Size göre 2020 yılının önemli edebiyat olayları nelerdi?
Nobel’i bir şairin alması beni en mutlu eden olaylardan biriydi. Hem dünya edebiyatında hem de Türk edebiyatında kadınlar uzun zamandır yaptıkları iyi işlerin meyvelerini toplamaya ve edebiyat kamusundaki erkek egemen anlayışı yıkmaya başladılar. Üstelik bunu kimilerinin iddia ettiği gibi pozitif ayrımcılıkla değil başarılı eserler koydukları için, bileklerinin hakkıyla yaptılar. Bunu da hayli önemli buluyorum.
Edebiyat ortamımıza baktığınızda ne gibi sorunlar, eksiklikler ve sıkıntılar görüyorsunuz?
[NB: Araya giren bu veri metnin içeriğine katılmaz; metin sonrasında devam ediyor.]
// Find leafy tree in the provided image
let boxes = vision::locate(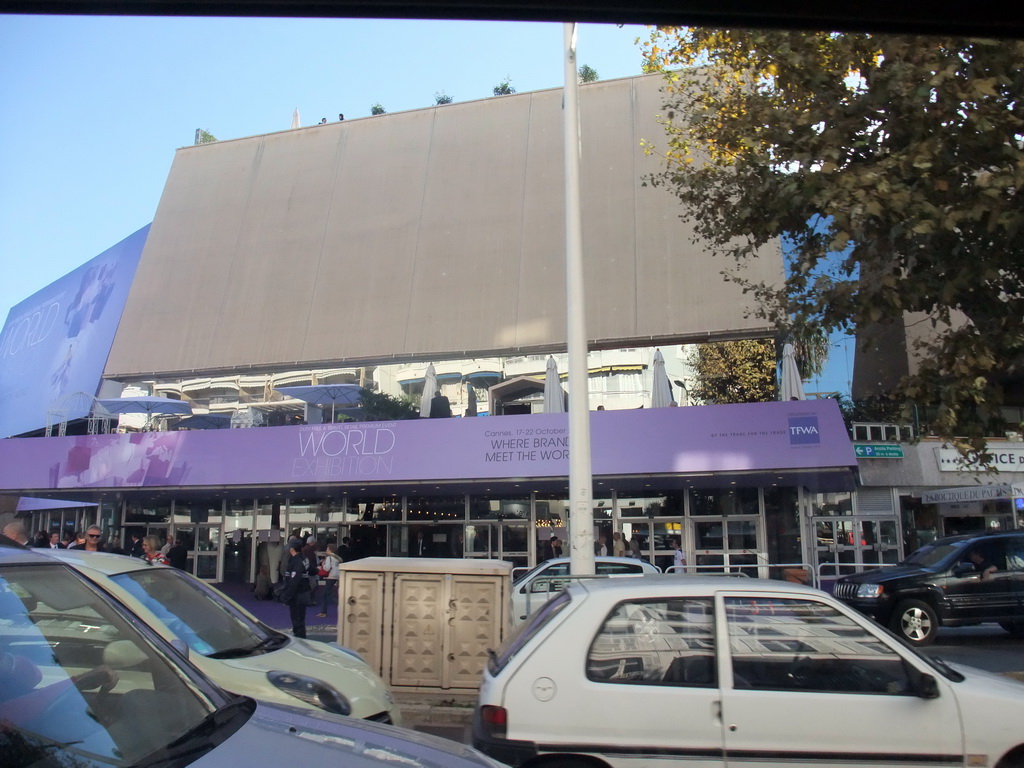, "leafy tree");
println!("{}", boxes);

Müthiş bir boşboğazlık var. Türkiye ortaya koydukları eserlerle değil, söyledikleriyle gündemde kalmaya heves eden tiplerle dolu. Onun dışında uluslararası düzeyde temsil sıkıntısı yaşıyor edebiyatımız. Bizde buna yönelik çalışmalar çok az. Yayınevlerinin buna önem vermesi gerekiyor. Bir de yayınevi fetişinin bu denli yüksek olması çok can sıkıcı. Dağıtım ağı ve reklam verme olanağı güçlü olan yayınevleri dışında kimse kitap basmıyor gibi bir algı oluştu. Burada kabahat sadece yayınevlerinin değil tabii. Biz yazar yetiştirebilen ama okur yetiştiremeyen bir ülkeyiz. Araştıran, kovalayan, didikleyen bir okur yok. Armut piş ağzıma düş mantığıyla yöneliyor okur kitaba.
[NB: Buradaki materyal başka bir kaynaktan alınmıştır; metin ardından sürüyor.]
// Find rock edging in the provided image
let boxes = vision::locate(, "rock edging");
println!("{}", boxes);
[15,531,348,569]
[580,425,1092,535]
Butik diye tabir edilen yayınevleri taşıyor yeni yazar kazandırma yükünü. Bunu maddi imkânları yeterli değilken yapıyorlar üstelik. Rekabet eşitsizliği var ayrıca. Biliyoruz ki bazı yayınevleri baskı görmeyen kitaplarını baskı görmüş gibi gösterip okurun algısıyla oynuyor. Bunun denetlenebilir olması gerekiyor diye düşünüyorum. Yani bir kitaba kaç bandrol alınmış, matbaa o kitabı kaç basmış, söz konusu kitap sahiden o baskıları görmüş mü bilmeliyiz. Bunu en azından yayıncılar bilmeli ki haksız rekabete engel olmak için bir şey yapabilsinler. Son olarak şiir basmalı yayınevleri. Özellikle şu kitapları baskı üstüne baskı yapanlar. Satmıyor bahanesi güdük bir bahane artık. Yayıncılığın ticari boyutu dışında bir de kültür boyutu var. Onu görmezden geleceklerse kitap değil domates satsınlar.
Sorular için teşekkürler.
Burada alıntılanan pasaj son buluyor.